LAFAYETTE — Football, at its core, is all about who can execute a plan best.
University of Louisiana at Lafayette linebacker Kevin Fouquier is living proof that life can work the same way if you’re diligent enough.
The junior has already completed an undergraduate degree in Political Science/Pre Law, and after taking his Graduate Management Admission Test a few weeks ago, he has been accepted into the UL-Lafayette school of business.
“I had a plan about what I wanted to do before I came to college,” Fouquier said. “The goal was to graduate in three years, and it was just executing that goal.
“I took a heavy workload my redshirt freshman year, because I wouldn’t be having anything but football. I doubled up those first two semesters and took two classes every summer. Got it done in three years.”
Fouquier is one of three Cajuns on the roster pursuing graduate degrees, joined by senior defensive backs Zach Degrange and T.J. Worthy.
But Fouquier still has two years of eligibility remaining, and he estimated that by the time next football season is over, he’ll have completed the necessary coursework to receive his MBA.
“That’s crazy,” coach Mark Hudspeth said. “That’s somebody who is taking advantage of a free education, getting every bit out of that.”
There are a lot of demands on a student-athlete’s schedule. They need to manage their schedules around practice, team meetings, travel and schoolwork.
But Fouquier insists it wasn’t that difficult to accomplish. He sees it as simply adopting a football mentality toward his coursework.
He said now that he’s in graduate school, the demands on his time spent in a classroom will diminish.
“It’s just one night a week for grad school, it’s not that hard,” Fouquier said. “It’s a lot better than last semester, where I took 21 hours. Now, one night a week, that’s less for me.”
That also opens up time for another studious passion of Fouquier’s. Without class during the day, he can make his way to the Cajuns practice facility and watch film.
The son of a coach, Fouquier has always had a knack for understanding the finer points of the game.

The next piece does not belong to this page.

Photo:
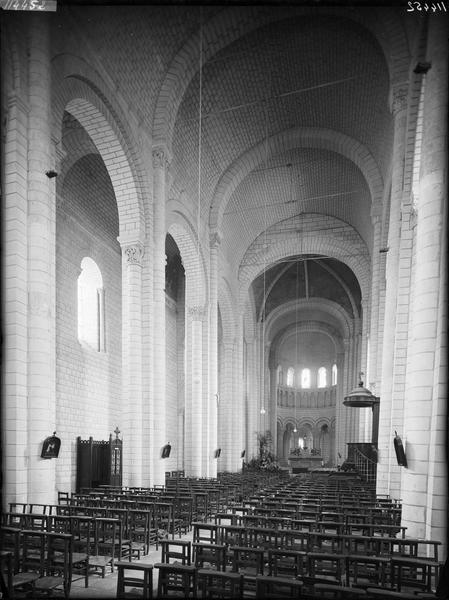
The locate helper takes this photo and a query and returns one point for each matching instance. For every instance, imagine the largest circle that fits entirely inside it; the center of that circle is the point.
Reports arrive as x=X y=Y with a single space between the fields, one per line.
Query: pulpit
x=99 y=462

Sometimes, highly intelligent players can get in trouble by thinking too much on the field. They can look slow on the field because they’re processing the game as it unfolds in their head rather than their gut, but that hasn’t been an issue for Fouquier.

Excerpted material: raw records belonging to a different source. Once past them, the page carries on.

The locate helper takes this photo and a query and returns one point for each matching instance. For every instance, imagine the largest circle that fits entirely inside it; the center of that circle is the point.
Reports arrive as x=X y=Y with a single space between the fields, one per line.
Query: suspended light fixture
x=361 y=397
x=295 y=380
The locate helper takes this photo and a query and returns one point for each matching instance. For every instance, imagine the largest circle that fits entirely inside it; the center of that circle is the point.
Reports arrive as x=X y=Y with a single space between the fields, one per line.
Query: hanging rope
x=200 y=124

“He’s got some natural football instincts,” Hudspeth said. “He’s been around the game his whole life, it comes natural to him.”
The Cajuns are taking advantage of Fouquier’s ability to absorb football knowledge.
“Right now, in four different packages, I play five different positions,” Fouquier said. “I think I play the most positions out of anybody on defense right now, depending on the package. The coaches know I can handle that, because I’ll be up here throughout the season studying film.”
Senior linebacker Dominique Tovell said: “He really knows what’s going on, he’s a real smart guy, he knows his plays, we can put him in multiple spots. He adjusts real well, real fast to it.”
Football isn’t Fouquier’s lone passion, however. He spent the summer interning at the state capitol with state Reps. Stuart Bishop and Jack Montoucet as part of the Future Leaders Internship Program.
The application process was tough, Fouquier said, with only seven applicants being selected for the positions, but it was an experience he wouldn’t trade.
“I made a lot of great connections and learned a lot about the legislative process, how it really works,” Fouquier said. “It was eye-opening, and it is for sure what I want to do one day.”
One day? That doesn’t sound like a phrase a man with a plan uses. But Fouquier quickly followed it up.
“I will get into politics in about eight years,” Fouquier said.
Judging by what he’s already accomplished, you might as well book it.